Tevfik Paşa, Atina'da Maslahatgüzar iken, 1897'de burada İsviçreli bir mürebbiye olan Elizabeth Tschumi'ye aşık olur ve onunla evlenir. Paşa 36, mürebbiye 20 yaşındadır. Elizabeth, adını Afife olarak değiştirmesine rağmen, fazla dindar olmadığı için kiliseye de nadiren gitmesine rağmen İslamiyet'i kabul etmez ve ömrü boyunca Protestan kalır. 1949 yılında, vefatından birkaç gün evvel ise Müslüman olmak ve Paşa'nın yanına gömülmek ister..
Protestan anne, gençliğinde iki oğlunu da gizlice bir Ortodoks kilisesine götürüp vaftiz ettirir.

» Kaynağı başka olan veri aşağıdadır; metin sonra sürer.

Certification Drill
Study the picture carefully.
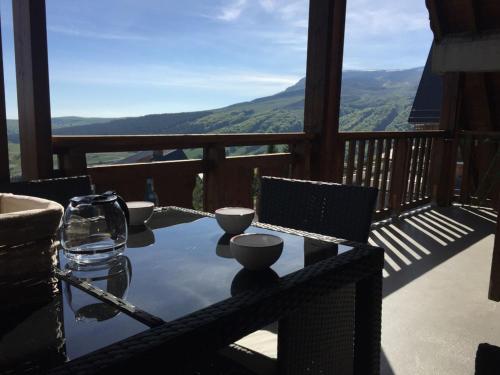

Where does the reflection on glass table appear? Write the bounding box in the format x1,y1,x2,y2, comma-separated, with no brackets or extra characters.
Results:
64,255,132,322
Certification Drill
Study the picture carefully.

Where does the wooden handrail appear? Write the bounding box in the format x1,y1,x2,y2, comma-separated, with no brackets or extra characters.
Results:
459,130,500,138
339,130,447,140
52,132,310,154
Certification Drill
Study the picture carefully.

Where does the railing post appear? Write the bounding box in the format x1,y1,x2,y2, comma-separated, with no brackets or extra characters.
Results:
290,141,311,180
385,138,409,217
203,145,226,212
488,193,500,302
304,0,346,182
0,15,10,182
431,138,457,206
432,73,463,206
12,0,53,179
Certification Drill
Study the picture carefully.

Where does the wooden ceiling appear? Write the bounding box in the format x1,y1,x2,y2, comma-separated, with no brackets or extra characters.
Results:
426,0,500,40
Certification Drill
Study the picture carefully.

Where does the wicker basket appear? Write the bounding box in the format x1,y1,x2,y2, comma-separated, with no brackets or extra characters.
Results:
0,193,64,246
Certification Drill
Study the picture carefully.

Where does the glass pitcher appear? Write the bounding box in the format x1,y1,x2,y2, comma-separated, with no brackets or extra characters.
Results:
61,192,128,263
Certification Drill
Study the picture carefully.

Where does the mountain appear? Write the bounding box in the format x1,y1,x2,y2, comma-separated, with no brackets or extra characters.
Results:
7,116,116,143
9,68,423,142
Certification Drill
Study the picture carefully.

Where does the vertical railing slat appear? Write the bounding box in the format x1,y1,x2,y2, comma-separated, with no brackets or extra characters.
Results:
379,139,392,211
373,139,384,195
422,138,434,198
356,139,365,185
415,138,427,200
345,140,356,185
365,139,375,186
460,137,472,204
403,138,420,203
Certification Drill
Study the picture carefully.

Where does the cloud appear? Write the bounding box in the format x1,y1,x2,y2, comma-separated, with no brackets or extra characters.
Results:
215,0,247,22
50,63,301,96
47,25,149,41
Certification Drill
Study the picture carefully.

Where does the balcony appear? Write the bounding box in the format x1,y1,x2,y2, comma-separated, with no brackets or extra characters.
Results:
0,0,500,374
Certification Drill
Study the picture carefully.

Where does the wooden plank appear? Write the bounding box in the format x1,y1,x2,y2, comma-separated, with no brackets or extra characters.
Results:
339,130,447,141
415,138,428,200
488,194,500,302
0,15,10,182
225,153,293,168
464,0,479,34
365,139,375,186
373,139,384,189
53,132,310,154
12,0,53,179
203,146,255,212
356,140,365,185
304,0,346,181
425,0,443,42
292,142,311,180
431,73,463,206
378,139,394,211
432,32,500,74
389,139,410,216
422,138,435,198
345,141,356,185
403,139,420,203
460,137,473,204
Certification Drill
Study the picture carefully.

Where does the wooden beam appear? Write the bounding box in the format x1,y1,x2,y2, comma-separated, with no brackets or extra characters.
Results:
465,0,479,34
12,0,53,179
304,0,346,182
52,133,309,154
432,33,500,74
488,194,500,302
431,73,463,206
425,0,443,42
0,14,10,182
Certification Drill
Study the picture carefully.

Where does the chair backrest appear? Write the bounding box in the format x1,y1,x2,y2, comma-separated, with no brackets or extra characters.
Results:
258,177,378,243
0,176,92,207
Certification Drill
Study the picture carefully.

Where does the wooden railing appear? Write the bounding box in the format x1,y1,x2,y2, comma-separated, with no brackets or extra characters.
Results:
53,131,445,218
53,133,310,211
339,130,445,218
455,131,500,208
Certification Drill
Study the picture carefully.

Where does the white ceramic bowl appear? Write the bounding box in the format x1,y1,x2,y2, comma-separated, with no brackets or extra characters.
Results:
127,201,154,225
230,233,283,271
215,207,255,234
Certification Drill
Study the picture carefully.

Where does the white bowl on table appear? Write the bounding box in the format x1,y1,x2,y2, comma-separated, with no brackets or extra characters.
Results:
215,207,255,234
127,201,155,226
230,233,283,271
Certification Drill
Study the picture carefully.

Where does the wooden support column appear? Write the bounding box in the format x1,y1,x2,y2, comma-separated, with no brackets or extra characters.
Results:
431,73,463,206
0,15,10,182
304,0,346,182
488,194,500,302
12,0,53,179
386,138,409,217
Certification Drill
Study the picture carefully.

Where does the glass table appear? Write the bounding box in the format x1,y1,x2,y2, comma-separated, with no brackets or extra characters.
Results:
0,207,383,373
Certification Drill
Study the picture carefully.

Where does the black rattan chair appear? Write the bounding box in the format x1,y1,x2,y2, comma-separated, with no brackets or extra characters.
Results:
0,176,92,207
258,177,378,243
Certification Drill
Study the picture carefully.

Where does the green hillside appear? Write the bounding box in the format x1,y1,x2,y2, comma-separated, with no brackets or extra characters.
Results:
8,68,423,177
47,68,422,135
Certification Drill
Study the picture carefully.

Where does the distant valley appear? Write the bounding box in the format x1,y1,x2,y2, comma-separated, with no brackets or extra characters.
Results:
8,68,423,176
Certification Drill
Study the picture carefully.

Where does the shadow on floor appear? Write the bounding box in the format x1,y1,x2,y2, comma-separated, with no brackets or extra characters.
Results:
369,206,496,297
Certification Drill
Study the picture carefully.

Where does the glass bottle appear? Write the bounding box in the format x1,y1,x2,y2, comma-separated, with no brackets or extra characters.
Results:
144,177,160,207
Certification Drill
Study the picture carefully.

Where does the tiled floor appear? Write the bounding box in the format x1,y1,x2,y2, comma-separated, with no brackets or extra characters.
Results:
232,206,500,375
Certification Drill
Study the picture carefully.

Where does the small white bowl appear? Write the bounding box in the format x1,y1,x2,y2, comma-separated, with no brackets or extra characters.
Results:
215,207,255,234
127,201,155,225
230,233,283,271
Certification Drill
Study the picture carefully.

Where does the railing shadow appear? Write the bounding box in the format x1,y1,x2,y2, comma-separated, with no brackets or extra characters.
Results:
369,206,496,297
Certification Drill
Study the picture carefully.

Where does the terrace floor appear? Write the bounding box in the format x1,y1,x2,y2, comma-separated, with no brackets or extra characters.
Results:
228,206,500,375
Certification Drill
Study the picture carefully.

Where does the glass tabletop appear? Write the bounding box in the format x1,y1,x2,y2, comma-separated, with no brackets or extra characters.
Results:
0,208,353,372
60,209,352,321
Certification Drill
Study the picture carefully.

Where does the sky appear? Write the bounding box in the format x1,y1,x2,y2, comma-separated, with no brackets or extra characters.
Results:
0,0,432,118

Afife Hanım, Tevfik Paşa ile genellikle Fransızca konuşur, sinirlendiğinde ise Rumca devam edermiş !..
Elizabeth /Afife Hanım'ın babası, İsviçre'nin küçük bir kasabasında basit bir köy polisiymiş.. Yıllar sonra Tevfik Paşa Osmanlı Devleti'nin Hariciye Nazırı ve sonra da Sadrazamı olduğunda, kayınpeder Jacob Tschumi'nin ondan "bizim damat" diye bahsetmesini düşünmek bile çok tuhaf geliyor insana !..
Afiffe Hanım, devrin geleneklerine rağmen, Tevfik Paşa'nın tek karısı olarak kalmış. Sultan Abdülhamid, çok sevdiği Hariciye Nazırı Tevfik Paşa'ya bir saraylı hanım daha yollamışsa da, bu "ikram" nazikçe reddedilmiş..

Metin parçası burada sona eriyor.